Meine Tochter Lenja und ich besuchen meine Freundin und ihre Familie in Bonn. Ich bewohne das oberste Stockwerk ganz für mich allein und werde schon frühmorgens von einem Heißluftballon begrüßt, der ganz in der Nähe über den Himmel schwebt (einmal stundenlang mit solch einem Ballon fliegen!). Nach einem ausführlichen Frühstück machen wir uns auf Richtung Köln, nach Brühl. Zunächst aber legen wir wegen einer Zugverspätung (Menschen auf den Gleisen) einen kurzen Zwischenstopp an der Bonner Museumsmeile ein, eine Kapelle spielt und die Kinder vergessen ihr gesetztes Alter von elf und vierzehn Jahren und rennen durch die Wasserspiele, bis sie pitschnass sind. Das soll das großartigste Erlebnis des Tages für sie werden!
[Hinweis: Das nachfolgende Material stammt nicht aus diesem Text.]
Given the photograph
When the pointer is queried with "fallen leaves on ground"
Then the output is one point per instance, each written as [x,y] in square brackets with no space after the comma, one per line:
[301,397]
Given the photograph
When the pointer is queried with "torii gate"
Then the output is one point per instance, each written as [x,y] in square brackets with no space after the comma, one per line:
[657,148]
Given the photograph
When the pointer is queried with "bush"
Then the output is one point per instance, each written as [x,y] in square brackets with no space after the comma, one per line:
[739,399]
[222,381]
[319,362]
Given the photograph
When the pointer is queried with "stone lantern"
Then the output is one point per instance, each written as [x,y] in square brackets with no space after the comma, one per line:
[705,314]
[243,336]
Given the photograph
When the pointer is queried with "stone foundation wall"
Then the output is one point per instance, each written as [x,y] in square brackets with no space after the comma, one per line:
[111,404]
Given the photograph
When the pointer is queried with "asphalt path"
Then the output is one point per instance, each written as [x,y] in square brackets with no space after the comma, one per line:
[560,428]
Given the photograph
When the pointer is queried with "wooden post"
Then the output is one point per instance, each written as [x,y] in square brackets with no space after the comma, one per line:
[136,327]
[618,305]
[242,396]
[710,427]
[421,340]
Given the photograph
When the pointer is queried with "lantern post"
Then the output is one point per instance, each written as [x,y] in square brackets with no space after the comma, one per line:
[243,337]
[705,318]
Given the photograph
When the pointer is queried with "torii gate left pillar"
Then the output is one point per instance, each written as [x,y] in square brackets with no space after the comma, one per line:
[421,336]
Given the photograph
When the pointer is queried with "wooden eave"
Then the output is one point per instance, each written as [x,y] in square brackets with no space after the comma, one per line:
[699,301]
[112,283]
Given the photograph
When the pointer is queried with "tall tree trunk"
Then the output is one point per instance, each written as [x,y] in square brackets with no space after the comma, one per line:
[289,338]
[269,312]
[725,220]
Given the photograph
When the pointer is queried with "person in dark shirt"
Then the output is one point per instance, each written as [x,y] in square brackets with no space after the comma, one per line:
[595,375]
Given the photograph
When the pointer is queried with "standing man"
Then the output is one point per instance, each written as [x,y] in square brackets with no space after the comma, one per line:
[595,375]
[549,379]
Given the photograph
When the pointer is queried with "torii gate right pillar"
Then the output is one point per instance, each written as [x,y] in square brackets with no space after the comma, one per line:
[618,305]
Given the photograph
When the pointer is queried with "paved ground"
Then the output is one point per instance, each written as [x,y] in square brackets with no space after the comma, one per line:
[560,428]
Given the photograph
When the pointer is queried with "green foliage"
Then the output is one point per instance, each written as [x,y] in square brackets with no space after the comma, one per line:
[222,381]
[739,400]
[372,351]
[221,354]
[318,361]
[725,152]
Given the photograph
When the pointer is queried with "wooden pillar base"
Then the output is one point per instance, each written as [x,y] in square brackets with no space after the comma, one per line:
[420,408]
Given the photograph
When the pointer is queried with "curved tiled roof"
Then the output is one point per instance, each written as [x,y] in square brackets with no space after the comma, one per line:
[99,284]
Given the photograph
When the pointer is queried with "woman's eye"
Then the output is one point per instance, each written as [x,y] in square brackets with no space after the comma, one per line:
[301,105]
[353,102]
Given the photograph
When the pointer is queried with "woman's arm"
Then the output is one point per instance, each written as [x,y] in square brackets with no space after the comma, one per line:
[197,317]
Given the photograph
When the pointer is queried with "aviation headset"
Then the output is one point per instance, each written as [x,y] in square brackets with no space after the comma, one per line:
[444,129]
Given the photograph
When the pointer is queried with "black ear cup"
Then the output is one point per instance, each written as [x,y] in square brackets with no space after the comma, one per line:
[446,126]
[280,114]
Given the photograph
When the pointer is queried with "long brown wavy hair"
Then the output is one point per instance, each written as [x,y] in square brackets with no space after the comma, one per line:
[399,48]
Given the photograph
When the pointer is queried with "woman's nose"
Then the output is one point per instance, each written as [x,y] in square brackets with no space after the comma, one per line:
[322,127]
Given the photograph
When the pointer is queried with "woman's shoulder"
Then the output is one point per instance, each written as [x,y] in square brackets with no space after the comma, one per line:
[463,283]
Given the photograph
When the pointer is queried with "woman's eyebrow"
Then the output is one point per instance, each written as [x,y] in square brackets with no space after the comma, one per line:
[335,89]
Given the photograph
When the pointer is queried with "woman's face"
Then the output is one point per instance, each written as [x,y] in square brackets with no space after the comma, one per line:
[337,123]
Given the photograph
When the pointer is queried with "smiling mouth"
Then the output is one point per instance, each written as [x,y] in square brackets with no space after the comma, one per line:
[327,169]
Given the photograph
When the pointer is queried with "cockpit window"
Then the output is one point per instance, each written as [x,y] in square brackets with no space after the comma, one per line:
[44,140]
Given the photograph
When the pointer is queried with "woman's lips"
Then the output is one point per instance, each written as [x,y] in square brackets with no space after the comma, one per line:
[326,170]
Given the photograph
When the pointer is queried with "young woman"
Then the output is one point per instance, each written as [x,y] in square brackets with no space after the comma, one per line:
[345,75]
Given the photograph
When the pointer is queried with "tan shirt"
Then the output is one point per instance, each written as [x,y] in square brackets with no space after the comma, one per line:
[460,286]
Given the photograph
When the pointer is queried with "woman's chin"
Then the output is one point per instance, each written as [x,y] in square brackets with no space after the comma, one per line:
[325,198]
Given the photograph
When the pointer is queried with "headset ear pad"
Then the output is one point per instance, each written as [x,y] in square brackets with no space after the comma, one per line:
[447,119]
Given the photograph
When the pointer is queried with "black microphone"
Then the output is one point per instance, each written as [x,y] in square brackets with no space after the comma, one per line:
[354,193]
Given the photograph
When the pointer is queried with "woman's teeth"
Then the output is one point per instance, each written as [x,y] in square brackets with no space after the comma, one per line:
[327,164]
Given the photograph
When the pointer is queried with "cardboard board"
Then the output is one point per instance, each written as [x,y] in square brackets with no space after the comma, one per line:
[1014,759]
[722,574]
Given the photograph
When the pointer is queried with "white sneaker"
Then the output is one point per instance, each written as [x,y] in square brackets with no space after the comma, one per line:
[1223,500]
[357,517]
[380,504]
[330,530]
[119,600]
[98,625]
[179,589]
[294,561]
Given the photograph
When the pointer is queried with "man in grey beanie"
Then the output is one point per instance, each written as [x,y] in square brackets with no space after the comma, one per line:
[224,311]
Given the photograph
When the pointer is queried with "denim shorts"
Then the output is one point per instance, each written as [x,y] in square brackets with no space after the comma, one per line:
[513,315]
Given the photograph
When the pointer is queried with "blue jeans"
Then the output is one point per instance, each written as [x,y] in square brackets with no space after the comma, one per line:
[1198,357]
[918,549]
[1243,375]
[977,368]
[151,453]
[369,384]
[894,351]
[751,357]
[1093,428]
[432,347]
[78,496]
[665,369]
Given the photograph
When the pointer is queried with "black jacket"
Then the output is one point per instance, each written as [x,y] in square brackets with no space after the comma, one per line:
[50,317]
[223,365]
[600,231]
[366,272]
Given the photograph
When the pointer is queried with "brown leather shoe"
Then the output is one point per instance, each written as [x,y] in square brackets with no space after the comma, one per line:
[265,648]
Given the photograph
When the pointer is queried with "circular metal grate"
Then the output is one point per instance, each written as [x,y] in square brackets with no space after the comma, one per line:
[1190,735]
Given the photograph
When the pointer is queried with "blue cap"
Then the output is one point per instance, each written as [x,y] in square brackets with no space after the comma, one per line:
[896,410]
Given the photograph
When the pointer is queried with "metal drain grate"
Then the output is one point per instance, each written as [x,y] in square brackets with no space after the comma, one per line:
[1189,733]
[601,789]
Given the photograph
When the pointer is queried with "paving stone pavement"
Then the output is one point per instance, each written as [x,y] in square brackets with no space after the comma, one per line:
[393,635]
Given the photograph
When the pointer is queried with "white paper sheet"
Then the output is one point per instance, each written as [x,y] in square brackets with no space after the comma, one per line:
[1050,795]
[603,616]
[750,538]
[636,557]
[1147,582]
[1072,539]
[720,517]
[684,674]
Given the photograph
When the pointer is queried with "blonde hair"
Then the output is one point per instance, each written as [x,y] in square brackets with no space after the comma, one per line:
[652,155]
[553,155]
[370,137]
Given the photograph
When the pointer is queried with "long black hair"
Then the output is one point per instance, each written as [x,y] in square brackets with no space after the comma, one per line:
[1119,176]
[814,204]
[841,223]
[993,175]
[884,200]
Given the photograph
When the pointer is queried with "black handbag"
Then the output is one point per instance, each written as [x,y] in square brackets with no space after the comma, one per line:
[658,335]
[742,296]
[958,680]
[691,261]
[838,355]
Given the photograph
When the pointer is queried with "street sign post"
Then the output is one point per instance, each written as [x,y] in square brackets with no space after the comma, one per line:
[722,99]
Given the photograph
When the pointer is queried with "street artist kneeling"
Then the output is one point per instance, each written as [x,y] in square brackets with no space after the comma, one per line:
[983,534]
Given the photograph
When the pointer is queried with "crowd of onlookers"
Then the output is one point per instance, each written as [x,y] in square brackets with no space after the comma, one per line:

Schloss Augustusburg und Schlossgarten in Brühl sind dermaßen schön, dass sie zusammen mit nur 844 weiteren Bauwerken auf der ganzen Erde zum UNESCO-Weltkulturerbe gehören – eines der bedeutendsten Bauwerke von sowohl Barock als auch Rokoko in ganz Deutschland. Heute wollen wir nur die Außenanlagen bewundern, teils strenger Barock, teils englische Landschaft, Gartenkunst vom Feinsten jedenfalls. Wir entdecken einen Jardin Secret, einen geheimen Garten, und genießen dort Espresso und Kuchen im Café mobil.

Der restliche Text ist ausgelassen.